Dans la livraison de décembre de nature genetics, un groupe saoudien relance l’intérêt pour cette voie dans le lupus.

  1. Sulaiman M Al-Mayouf et al., « Loss-of-function variant in DNASE1L3 causes a familial form of systemic lupus erythematosus », Nat Genet 43, no. 12 (décembre 2011): 1186-1188.
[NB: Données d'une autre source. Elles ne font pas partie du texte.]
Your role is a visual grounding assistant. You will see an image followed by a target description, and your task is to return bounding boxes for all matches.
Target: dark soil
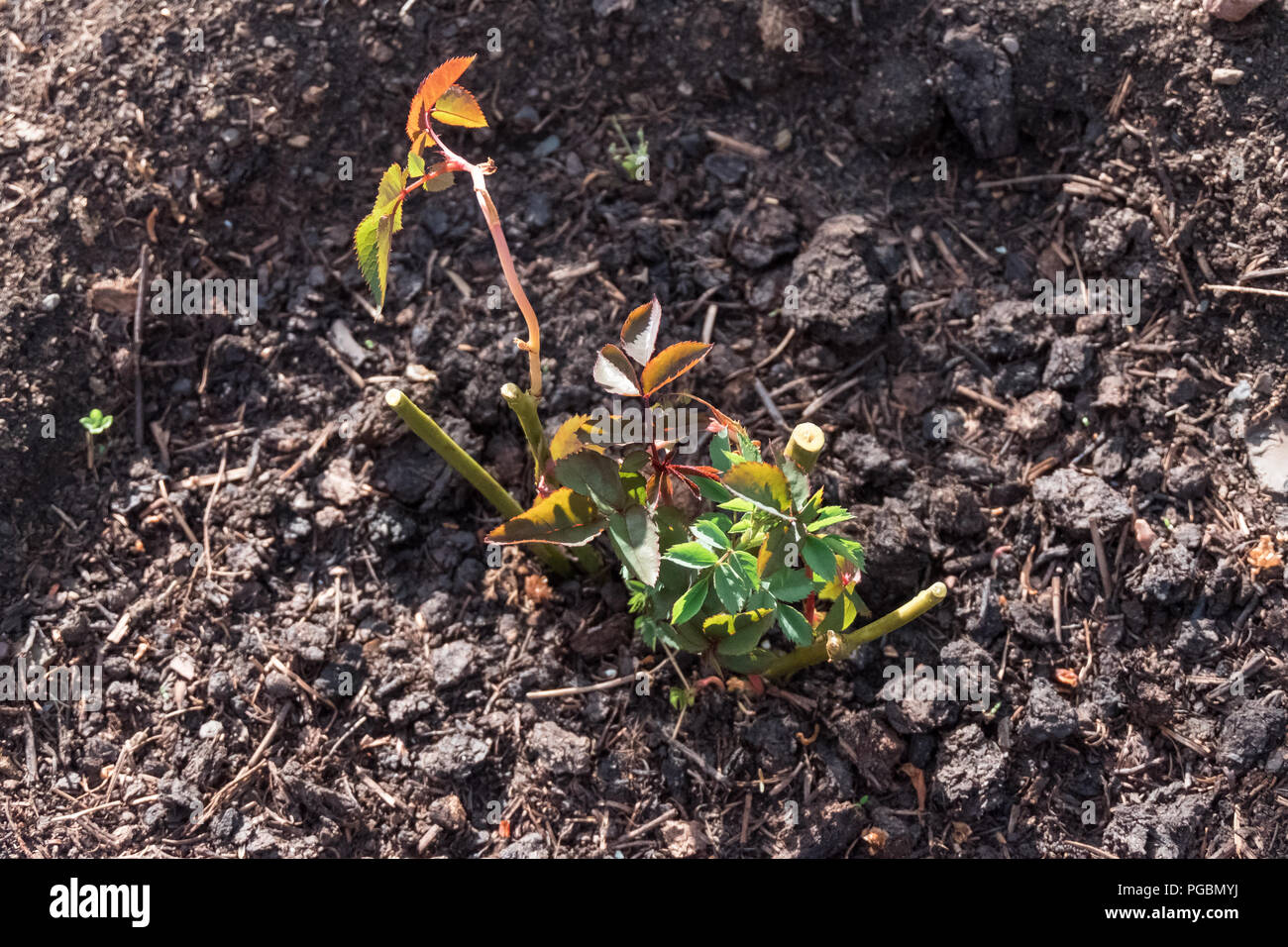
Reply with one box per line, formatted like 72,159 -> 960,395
0,0 -> 1288,858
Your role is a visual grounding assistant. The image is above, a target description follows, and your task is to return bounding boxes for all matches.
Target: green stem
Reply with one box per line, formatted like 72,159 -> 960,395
765,582 -> 948,678
385,388 -> 572,576
501,381 -> 550,483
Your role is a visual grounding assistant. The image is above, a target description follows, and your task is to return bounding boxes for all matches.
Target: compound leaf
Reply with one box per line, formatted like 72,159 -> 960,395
486,487 -> 608,546
593,346 -> 640,395
640,342 -> 711,394
407,55 -> 476,142
721,460 -> 793,517
605,507 -> 662,586
429,85 -> 486,129
622,296 -> 662,365
555,451 -> 625,510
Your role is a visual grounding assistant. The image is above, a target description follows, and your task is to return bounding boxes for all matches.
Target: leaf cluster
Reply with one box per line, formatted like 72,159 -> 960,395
488,299 -> 870,673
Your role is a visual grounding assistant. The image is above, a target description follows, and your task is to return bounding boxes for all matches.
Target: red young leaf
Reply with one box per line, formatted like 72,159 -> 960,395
429,85 -> 486,129
407,55 -> 476,142
640,342 -> 711,395
622,296 -> 662,365
593,346 -> 640,397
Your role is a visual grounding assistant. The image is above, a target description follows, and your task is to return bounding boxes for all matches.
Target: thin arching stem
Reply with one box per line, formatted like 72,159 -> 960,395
426,123 -> 541,399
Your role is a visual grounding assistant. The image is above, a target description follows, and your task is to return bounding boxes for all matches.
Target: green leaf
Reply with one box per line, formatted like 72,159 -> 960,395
778,605 -> 814,648
693,476 -> 733,504
798,487 -> 823,523
815,591 -> 866,638
702,608 -> 774,655
429,85 -> 486,129
593,346 -> 640,395
729,549 -> 760,588
641,342 -> 711,394
802,536 -> 836,582
653,506 -> 690,549
808,506 -> 854,532
769,570 -> 814,601
693,519 -> 729,552
486,487 -> 608,546
671,579 -> 711,625
780,456 -> 808,510
353,164 -> 407,310
605,507 -> 662,586
720,648 -> 778,674
635,614 -> 664,651
721,462 -> 793,518
819,536 -> 864,570
711,432 -> 742,473
420,161 -> 456,193
407,149 -> 425,177
622,296 -> 662,365
715,559 -> 756,612
555,451 -> 626,510
666,543 -> 720,570
550,415 -> 600,460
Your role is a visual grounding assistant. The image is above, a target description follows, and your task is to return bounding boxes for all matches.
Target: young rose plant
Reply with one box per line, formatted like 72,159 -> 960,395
355,56 -> 947,677
488,297 -> 945,677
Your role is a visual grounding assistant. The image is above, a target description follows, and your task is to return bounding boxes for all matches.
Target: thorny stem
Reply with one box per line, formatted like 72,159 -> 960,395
425,125 -> 541,401
765,582 -> 948,678
385,388 -> 572,576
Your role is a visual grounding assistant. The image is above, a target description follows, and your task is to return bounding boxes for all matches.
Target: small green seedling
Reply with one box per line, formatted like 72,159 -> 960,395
608,117 -> 648,180
80,408 -> 112,471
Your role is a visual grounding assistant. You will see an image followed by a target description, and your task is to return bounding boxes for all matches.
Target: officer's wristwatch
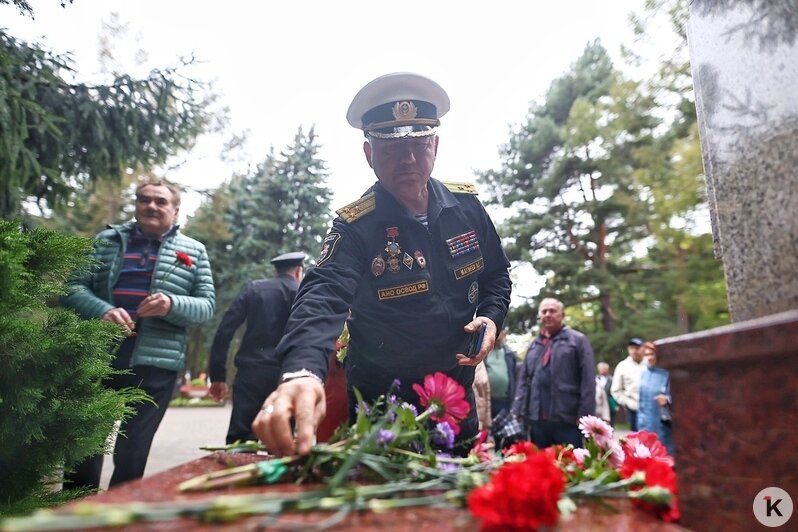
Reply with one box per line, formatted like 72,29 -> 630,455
280,368 -> 324,385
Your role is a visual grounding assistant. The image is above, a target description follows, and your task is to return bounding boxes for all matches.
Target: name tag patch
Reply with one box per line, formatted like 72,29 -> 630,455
377,281 -> 429,301
454,257 -> 485,281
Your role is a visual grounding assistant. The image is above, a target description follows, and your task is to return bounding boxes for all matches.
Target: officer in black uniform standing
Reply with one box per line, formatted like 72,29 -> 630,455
209,252 -> 305,443
253,73 -> 511,454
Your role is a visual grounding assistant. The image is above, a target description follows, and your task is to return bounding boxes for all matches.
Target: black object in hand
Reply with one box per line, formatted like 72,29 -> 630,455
466,323 -> 488,358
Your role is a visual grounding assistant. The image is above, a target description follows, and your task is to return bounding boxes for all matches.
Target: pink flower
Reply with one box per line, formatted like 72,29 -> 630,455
579,416 -> 612,449
574,447 -> 590,465
502,441 -> 538,458
608,440 -> 626,469
413,371 -> 471,434
621,430 -> 673,467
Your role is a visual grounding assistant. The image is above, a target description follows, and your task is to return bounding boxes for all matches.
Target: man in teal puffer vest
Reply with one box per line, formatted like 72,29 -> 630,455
62,181 -> 216,489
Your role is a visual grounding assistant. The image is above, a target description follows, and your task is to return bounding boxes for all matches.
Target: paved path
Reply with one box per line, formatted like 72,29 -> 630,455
100,403 -> 232,489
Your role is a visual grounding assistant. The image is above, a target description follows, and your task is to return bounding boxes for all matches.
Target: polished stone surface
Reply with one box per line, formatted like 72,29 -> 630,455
657,310 -> 798,531
688,0 -> 798,322
69,452 -> 685,532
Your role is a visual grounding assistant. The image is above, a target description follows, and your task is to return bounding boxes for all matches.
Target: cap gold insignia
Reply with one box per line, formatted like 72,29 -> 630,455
393,101 -> 418,120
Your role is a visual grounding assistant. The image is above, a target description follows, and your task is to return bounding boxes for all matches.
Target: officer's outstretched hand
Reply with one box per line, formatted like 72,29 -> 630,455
252,377 -> 327,456
456,316 -> 497,366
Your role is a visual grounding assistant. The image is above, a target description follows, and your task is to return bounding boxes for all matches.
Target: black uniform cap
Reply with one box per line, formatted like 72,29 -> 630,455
269,251 -> 307,270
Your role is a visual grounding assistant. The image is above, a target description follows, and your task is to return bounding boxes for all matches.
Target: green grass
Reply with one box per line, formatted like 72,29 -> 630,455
169,397 -> 225,407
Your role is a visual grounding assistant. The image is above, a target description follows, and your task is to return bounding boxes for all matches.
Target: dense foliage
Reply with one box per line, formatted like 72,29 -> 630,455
186,128 -> 332,374
0,220 -> 143,509
481,25 -> 728,361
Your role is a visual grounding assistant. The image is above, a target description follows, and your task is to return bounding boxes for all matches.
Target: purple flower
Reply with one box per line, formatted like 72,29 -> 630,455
377,429 -> 396,447
399,403 -> 418,416
430,421 -> 454,449
435,453 -> 460,473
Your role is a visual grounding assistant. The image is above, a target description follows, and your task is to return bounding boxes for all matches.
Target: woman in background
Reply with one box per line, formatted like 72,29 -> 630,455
637,342 -> 673,456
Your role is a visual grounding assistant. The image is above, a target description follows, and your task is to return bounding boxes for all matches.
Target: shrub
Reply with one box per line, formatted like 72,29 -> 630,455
0,220 -> 146,513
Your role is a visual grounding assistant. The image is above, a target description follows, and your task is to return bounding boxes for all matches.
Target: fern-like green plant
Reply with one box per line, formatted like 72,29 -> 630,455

Les auteurs ont fait l’hypothèse que certaines lupus pouvaient se présenter comme des maladies génétiques mendéliennes. Ils ont recherché des familles de lupiques dans la population arabe bordant le golfe persique. Cette dernière est connue pour avoir un taux de consanguinité important. Ils ont identifié sept familles avec au moins deux membres de la famille atteint d’un LEAD. Ils ont utilisé une approche d’homozygoty mapping leur permettant d’identifier une région du chromosome trois (3p14.3) associée au trait phénotypique LEAD dans 6 familles. Dans l’intervalle, il y a un homologue de DNASE1, DNASE1L3. Les chercheurs ont séquencé le gène. Tous les patients atteints portent la même mutation tronquante (p.Trp215GlyfsX2) à l’état homozygote. Dans ces familles, le lupus est une maladie mendélienne de transmission autosomique récessive, de pénétrance complète. Les auteurs ont mis en évidence un effet fondateur. La protéine mutée a perdu sa fonction DNAse. Une donnée intéressante est que sur les 17 patients atteints, 11 en plus des marqueurs traditionnels du LEAD ont des anticorps anti-cytoplasme de polynucléaires (ANCA). Il s’agit plus classiquement d’un marqueur des vascularites des petits vaisseaux. 11 patients ont une néphropathie lupique. La maladie débute dans l’enfance chez tous les patients.

Les auteurs ont cherché si leur découverte pouvait s’appliquer à des formes plus classiques de la maladie. Chez 8 patients sur 85, ils ont retrouvé à l’état homozygote un polymorphisme codant de DNASE1L3 (R206C). Cette mutation entraine une perte de la fonction DNAse. Ce polymorphisme (fréquent dans les populations caucasienne et turque) pourraient être un facteur de risque de LEAD.

Ce travail est riche d’enseignements

  1. Une bonne idée physiopathologique peut toujours être recyclée. Le rôle de la DNASE1L3 avait déjà été suggéré chez la souris.
  2. L’identification de sous groupes de patients dans des maladies complexes, en recherchant des agrégats familiaux, de préférence consanguins, combiné à la puissance de la génomique contemporaine permet de mieux comprendre la physiopathologie de ces maladies complexes et pourquoi pas imaginer pour ces familles des approches thérapeutiques.
  3. Les maladies rares, ici le LEAD génétique, peuvent permettre d’identifier des gènes candidats de susceptibilité à certaines maladies plus fréquentes, le LEAD classique.
  4. Les saoudiens sont une force émergente de la science mondiale et pas uniquement en recrutant des stars.

Il s’agit peut être d’un article fondateur, peut être d’un article sans lendemain comme ceux sur la DNASE1. Il va être très intéressant de voir si dans d’autres populations de lupiques le polymorphisme R206C est retrouvé à l’état homozygote.  Si ceci se confirme peut être que nous devrons réfléchir à apporter des DNAses aux patients lupiques.

Je pense qu’il s’agit d’une avancée importante dans la compréhension de la physiopathologie du lupus qui mérite que la fonction de cette DNAse soit étudiée plus avant. Il est possible d’imaginer que cette enzyme joue un rôle dans dégradation de l’ADN par exemple après exposition aux UVs. Un champ d’investigation nouveau s’ouvre dans cette maladie. La possibilité d’une approche enzymatique pour prévenir les rechutes est assez séduisante. Mais comme toujours avant de nous emballer attendons que ces résultats excitants soient confirmés.